A particularly difficult area is monitoring the Adult’s relationship with carers, friends and family to protect them from exploitation and abuse. The scope of an Attorney’s responsibility in this respect is far wider than a solicitor’s. As a solicitor you may be entitled to step in to defend your client’s interests (generally on instructions, but not always) but usually not obligated to do so.

A complex balance defending the Adult’s interests while also respecting their wishes and sustaining supportive relationships must be struck. To do that most effectively you should maintain contact with the Adult to ensure that you have enough background about their social, financial and health context.

This will enable you to make good decisions for them when they are unable to do so themselves or – even more difficult – when they are in the penumbral phase of requiring support for more complex decisions. Balanced against this is the cost and the need to ensure that the client does not perceive your interest as that of a vulture circling for the purpose of enumerating their remaining marbles for your own purposes.

You cannot delegate general responsibility to a co-attorney. If they are a family member with more day-to-day contact, they might properly be the appropriate source of many decisions and day-to-day tasks, but you should coordinate to ensure it is clear who is doing what. You also have a mutual audit and supervisory responsibility. If a joint appointment, you may remain responsible for losses even if it had been arranged that the co-attorney would undertake certain tasks.

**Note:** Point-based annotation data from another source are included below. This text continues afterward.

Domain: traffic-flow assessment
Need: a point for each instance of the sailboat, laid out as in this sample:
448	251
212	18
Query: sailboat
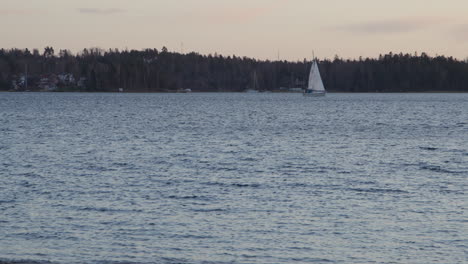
315	86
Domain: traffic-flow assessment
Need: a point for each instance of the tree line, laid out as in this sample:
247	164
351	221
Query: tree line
152	70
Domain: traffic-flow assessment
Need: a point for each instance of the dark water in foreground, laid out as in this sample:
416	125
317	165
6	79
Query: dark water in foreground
233	178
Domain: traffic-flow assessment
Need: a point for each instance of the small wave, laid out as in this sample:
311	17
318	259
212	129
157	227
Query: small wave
24	261
428	148
239	185
439	169
376	190
189	197
104	209
209	210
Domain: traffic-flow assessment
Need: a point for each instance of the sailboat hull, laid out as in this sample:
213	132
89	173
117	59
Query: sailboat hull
314	93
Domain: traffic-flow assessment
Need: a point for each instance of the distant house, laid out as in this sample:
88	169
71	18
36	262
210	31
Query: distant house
66	79
48	83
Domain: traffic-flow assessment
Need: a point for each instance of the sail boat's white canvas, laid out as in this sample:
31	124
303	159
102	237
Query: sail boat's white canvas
315	86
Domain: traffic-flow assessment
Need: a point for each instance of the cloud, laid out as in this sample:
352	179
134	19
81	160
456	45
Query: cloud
460	32
25	11
389	26
100	11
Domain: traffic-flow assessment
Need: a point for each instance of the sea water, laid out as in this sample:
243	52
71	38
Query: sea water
233	178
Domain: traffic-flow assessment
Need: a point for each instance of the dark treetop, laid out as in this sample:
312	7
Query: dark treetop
151	70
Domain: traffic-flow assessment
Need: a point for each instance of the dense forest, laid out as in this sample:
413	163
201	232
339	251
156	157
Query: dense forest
153	70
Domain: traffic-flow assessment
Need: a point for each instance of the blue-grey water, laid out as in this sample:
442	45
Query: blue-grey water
233	178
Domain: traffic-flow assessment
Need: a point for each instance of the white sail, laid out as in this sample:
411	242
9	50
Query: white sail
315	81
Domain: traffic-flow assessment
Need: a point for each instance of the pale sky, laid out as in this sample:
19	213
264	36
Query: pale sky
252	28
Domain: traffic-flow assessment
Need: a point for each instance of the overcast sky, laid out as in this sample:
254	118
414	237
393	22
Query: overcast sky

For any questions or comments: contact David Bowles, QLS Practice & Ethics Centre, on 3842 5937.

Footnotes
1 Legal Services Commissioner v Towers [2006] LPT 003.
2 Re Central Queensland Developments Pty Ltd [1988] 2 Qd R 476.
3 Consider the Public Trustee (Fees & Charges Notice) as an appropriate scale. Alternatively, at your paralegal or junior’s standard charge out rates as applicable from time to time might be appropriate depending on the work required.
4 Queensland Law Society, Power of attorney (solicitor attorney remuneration) (Guidance Statement No 10, 31 January 2018).